Tribology is the science and engineering of interacting surfaces under load and shear, it includes the study of adhesion, friction, lubrication, and wear. In the last decades, tribology has become a highly interdisciplinary field, which attracts attention from physicists, chemists, engineers, materials scientists, and biologists. The renewed interest in tribology has been fueled by several factors, among which the advent of new experimental and computational techniques that allow for fundamental studies on the origin of friction, and an increased attention to the enormous adverse effects of friction on global energy loss and the environment.
We apply first-principles-based simulations to study key microscopic mechanisms that affect the macroscopic frictional behavior and help the design of improved materials to reduce friction.
Fundamental understanding on frictional phenomena
Relevant information on the frictional behavior of an interface can be obtained by the analysis of the potential energy surface (PES) that describes the surface adhesion during sliding [12, 22, 27]. For example, we predicted a pressure-induced friction collapse in systems with an anticorrugating PES [14]. And identified the collective atomistic mechanisms that trig the onset of frictional slip, which we described as a nucleation process [19]. We also showed that shrinking the size of a body in contact with a substrate increases its commensurability and resistance to sliding [40].

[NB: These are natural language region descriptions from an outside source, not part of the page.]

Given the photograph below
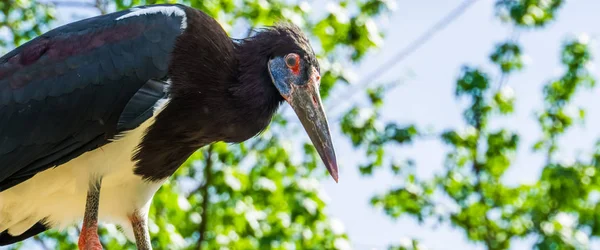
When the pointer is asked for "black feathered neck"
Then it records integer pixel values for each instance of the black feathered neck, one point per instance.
(221, 91)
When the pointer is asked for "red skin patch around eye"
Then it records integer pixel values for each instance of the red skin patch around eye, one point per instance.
(296, 69)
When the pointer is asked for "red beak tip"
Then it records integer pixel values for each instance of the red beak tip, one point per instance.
(334, 175)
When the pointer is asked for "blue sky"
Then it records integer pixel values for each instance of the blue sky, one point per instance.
(427, 99)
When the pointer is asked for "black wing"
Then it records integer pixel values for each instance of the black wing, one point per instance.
(74, 88)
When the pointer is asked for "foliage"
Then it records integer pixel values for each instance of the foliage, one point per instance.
(256, 195)
(559, 210)
(250, 195)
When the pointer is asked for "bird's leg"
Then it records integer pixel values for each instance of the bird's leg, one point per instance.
(139, 222)
(88, 239)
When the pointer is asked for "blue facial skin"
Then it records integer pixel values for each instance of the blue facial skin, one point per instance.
(282, 76)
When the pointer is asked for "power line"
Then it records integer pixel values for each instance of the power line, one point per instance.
(408, 50)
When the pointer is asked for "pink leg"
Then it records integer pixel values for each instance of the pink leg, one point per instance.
(88, 239)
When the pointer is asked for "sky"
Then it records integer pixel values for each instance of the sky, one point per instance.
(427, 99)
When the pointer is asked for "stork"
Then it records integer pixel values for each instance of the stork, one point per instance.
(95, 115)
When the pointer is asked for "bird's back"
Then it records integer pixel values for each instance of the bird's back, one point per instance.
(65, 97)
(65, 92)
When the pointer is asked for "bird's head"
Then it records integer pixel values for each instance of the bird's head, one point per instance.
(294, 71)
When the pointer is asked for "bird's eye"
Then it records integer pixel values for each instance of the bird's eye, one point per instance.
(291, 60)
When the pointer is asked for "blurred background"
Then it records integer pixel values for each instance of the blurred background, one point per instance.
(459, 124)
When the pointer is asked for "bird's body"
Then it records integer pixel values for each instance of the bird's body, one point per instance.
(124, 99)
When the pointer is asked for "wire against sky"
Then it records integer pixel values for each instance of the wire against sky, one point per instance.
(404, 53)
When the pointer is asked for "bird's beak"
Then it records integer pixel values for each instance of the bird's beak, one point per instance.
(306, 102)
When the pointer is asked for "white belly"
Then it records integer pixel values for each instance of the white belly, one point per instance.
(58, 195)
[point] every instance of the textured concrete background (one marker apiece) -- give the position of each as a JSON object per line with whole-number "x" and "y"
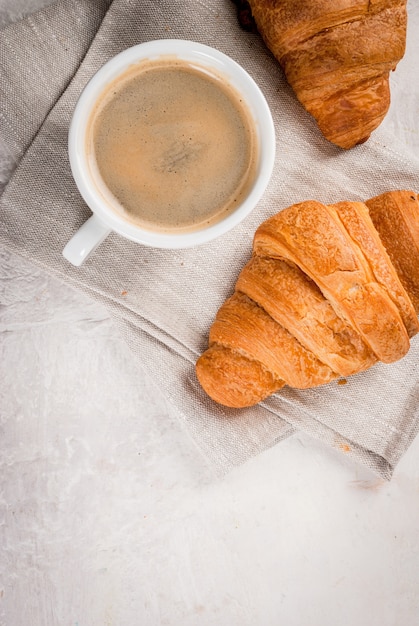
{"x": 109, "y": 516}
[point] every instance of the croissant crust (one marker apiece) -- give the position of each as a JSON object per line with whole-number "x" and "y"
{"x": 337, "y": 56}
{"x": 329, "y": 291}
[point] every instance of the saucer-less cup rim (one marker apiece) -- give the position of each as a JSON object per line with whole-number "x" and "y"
{"x": 105, "y": 220}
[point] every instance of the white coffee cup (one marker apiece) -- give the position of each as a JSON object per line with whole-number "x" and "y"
{"x": 105, "y": 218}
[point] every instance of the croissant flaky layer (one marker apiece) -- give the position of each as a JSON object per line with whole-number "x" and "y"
{"x": 337, "y": 56}
{"x": 329, "y": 291}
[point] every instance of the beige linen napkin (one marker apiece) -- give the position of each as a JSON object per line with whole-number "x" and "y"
{"x": 165, "y": 301}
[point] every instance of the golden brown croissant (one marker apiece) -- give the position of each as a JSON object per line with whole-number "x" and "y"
{"x": 329, "y": 291}
{"x": 337, "y": 55}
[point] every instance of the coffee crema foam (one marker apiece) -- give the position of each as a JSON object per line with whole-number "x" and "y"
{"x": 174, "y": 144}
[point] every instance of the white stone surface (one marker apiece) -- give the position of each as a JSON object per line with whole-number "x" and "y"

The pioneering application of ab initio molecular dynamics to simulate sliding interfaces allowed us to highlight the effects of mechanical stresses in promoting chemical reactions and the tribo-catalytic conversion of molecules in thin films [29, 59].
We unraveled the fundamental nature of adhesive and friction forces by correlating them with the electronic charge displacements at the interface of two mating surfaces [47].
Lubricant materials and tribochemistry
The function of many lubricant materials is to reduce interfacial adhesion. In solid lubrication this is achieved by covering the surfaces by inert layers or coatings, while in boundary lubrication slippery “tribofilms” are formed in situ through tribochechemical reactions, i. e. reactions assisted by mechanical stresses, involving lubricant additives.
Simulations based on quantum mechanics offer the possibility to increase our basic knowledge in mechanochemistry and lubricant mechanisms. We applied them to investigate the tribochemistry of:
i) 2D materials, such as graphene [26, 27, 33, 39, 42, 56], MoS2 [30, 33, 41, 66], Phosphorene [57];
ii) hard coatings, such as diamond and DLC [17, 22, 24, 29, 36];
iii) extreme pressure additives, such as organophosphorus complexes, MoDTC and ZDDP [43, 45, 58, 63, 65].